I have implemented the following extension methods on IDictionary
, which will try to get a value from a dictionary, but return a default value (either default(T)
or user-provided) if the key doesn't exist. The first method without a user-provided value will call through to the other method with default
.
[return: MaybeNull]
public static T GetValueOrDefault<TKey, T>(this IDictionary<TKey, T> source, TKey key) where TKey : notnull
{
return GetValueOrDefault(source, key, defaultValue: default);
}
[return: MaybeNull]
public static T GetValueOrDefault<TKey, T>(this IDictionary<TKey, T> source, TKey key, [AllowNull] T defaultValue) where TKey : notnull
{
if (source is null) throw new ArgumentNullException(nameof(source));
if (key is null) throw new ArgumentNullException(nameof(key));
if (source.TryGetValue(key, out var item))
{
return item;
}
return defaultValue;
}
With .NET SDK 3.1.100 this code builds fine. However, with the newest .NET SDK 5.0.101, I get the following error message:
error CS8620: Argument of type 'IDictionary<TKey, T>' cannot be used for parameter 'source' of type 'IDictionary<TKey, T?>' in 'T? DictionaryExtensions.GetValueOrDefault<TKey, T?>(IDictionary<TKey, T?> source, TKey key, T? defaultValue)' due to differences in the nullability of reference types.

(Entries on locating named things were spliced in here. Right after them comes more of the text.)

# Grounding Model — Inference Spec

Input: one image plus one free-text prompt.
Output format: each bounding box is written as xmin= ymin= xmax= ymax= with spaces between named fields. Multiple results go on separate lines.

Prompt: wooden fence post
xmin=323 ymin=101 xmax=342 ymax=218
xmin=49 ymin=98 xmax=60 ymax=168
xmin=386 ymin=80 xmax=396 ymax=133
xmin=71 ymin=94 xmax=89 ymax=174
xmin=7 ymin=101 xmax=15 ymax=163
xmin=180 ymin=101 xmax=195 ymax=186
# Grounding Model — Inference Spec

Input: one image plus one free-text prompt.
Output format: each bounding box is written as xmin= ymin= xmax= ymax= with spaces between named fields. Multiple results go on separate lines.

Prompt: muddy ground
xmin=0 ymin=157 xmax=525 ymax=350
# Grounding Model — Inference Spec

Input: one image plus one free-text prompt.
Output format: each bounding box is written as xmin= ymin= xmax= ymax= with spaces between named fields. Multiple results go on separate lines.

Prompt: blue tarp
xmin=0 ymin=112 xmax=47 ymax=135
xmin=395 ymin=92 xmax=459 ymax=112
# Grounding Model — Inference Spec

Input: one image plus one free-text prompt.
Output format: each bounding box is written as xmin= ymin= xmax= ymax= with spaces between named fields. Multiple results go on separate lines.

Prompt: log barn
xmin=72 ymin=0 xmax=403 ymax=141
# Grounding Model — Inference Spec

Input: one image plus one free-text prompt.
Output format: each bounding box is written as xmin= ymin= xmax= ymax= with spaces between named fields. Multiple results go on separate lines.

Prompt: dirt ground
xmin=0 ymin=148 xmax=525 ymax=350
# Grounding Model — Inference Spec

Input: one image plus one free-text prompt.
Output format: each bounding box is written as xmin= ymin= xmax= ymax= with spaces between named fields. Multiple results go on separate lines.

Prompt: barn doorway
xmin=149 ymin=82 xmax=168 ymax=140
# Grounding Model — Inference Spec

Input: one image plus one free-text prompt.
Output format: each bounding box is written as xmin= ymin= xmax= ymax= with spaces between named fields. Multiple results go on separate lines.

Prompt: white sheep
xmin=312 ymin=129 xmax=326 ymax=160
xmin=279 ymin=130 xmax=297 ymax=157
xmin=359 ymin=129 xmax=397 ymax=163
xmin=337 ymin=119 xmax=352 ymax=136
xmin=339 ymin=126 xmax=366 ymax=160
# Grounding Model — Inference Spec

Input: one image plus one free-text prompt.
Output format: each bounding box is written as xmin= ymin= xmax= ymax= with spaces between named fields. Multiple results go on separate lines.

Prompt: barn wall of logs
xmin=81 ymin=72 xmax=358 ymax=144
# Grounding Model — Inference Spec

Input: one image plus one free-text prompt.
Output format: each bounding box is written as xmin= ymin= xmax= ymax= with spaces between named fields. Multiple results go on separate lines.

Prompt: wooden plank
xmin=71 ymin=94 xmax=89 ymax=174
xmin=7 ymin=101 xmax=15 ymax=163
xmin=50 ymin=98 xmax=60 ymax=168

It complains about the use of default
in GetValueOrDefault(source, key, defaultValue: default)
. Using default!
suppresses the error message of course, but the value is supposed to be nullable (hence the AllowNullAttribute
on defaultValue
). Or maybe it is deducing that T
is nullable due to the attribute and usage, and won't allow a call with the non-nullable T
?
The error is only produced when T
is generic and not constrained to class
. For instance, the following code does not produce the error:
var dict = new Dictionary<string, string>();
dict.GetValueOrDefault("key", null);
Am I doing something wrong? Has the constraints on nullable reference types been further tightened with the new .NET version? Is this simply a bug with .NET SDK 5.0.101?